For example, the filter query parameter family includes parameters named: filter, filter[x], filter[], filter[x][], filter[][], filter[x][y], etc. However, filter[_] is not a valid parameter name in the family, because _ is not a valid member name.

Note the zero square brackets, I missed that, so no sub-member is required. And:

Implementation-Specific Query Parameters

Implementations MAY support custom query parameters. However, the names of these query parameters MUST come from a family whose base name is a legal member name and also contains at least one non a-z character (i.e., outside U+0061 to U+007A).

It is RECOMMENDED that a capital letter (e.g. camelCasing) be used to satisfy the above requirement.

This means that filter[@search] might be needlessly complicated, and we can use a camelCased name instead, like searchText, or simply @search, but I can't really find a satisfying, intuitive replacement. So if you prefer anything over filter[@search] let me know.

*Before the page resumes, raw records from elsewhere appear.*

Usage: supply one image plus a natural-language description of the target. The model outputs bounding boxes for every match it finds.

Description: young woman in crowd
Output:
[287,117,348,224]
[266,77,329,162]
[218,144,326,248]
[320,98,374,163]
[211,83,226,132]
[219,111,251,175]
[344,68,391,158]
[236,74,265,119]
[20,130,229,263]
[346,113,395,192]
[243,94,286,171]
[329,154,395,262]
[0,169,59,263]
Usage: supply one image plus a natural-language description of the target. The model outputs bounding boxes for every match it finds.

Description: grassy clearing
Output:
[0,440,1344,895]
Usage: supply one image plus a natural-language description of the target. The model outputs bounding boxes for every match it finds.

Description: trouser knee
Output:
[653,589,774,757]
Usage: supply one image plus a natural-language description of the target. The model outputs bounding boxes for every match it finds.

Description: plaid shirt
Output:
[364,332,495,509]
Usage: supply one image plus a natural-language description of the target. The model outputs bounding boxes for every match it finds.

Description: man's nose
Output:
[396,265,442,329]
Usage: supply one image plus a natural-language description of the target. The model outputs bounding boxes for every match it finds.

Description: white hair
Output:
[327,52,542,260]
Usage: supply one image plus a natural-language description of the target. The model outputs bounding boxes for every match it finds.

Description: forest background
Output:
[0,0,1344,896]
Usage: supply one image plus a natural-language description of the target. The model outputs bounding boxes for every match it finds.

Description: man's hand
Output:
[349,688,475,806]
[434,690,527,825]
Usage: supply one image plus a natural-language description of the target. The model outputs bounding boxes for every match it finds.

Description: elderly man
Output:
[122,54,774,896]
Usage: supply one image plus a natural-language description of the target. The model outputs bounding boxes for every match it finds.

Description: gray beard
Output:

Some ChatGPT generated camelCased possibilities: "searchQuery", "searchColumns", "searchAll", "queryAll", "fullSearch"

For now I'm going with @search=hello, and I'm including an expanded form with @search[query]=hello&@search[fields]=description,name to succeed the searchBy; I can also do searchQuery and searchBy? I chose @search for similarity to the existing implementation, and the extended form @search[query] and @search[fields] pleased my eyes the most. I chose it over searchQuery/searchBy because then we'll be using strictly single words and square brackets everywhere, and @-members are designated implementation semantics.

@Helveg
just a note, it will make sense to release those fixes one by one, having it all in one will be hard to review properly

Helveg commented

Ok, I'll PR them separately but targetting a new feature branch, so that they land on master as 1 breaking change!

Any update or eta on this work and the complaint status? :)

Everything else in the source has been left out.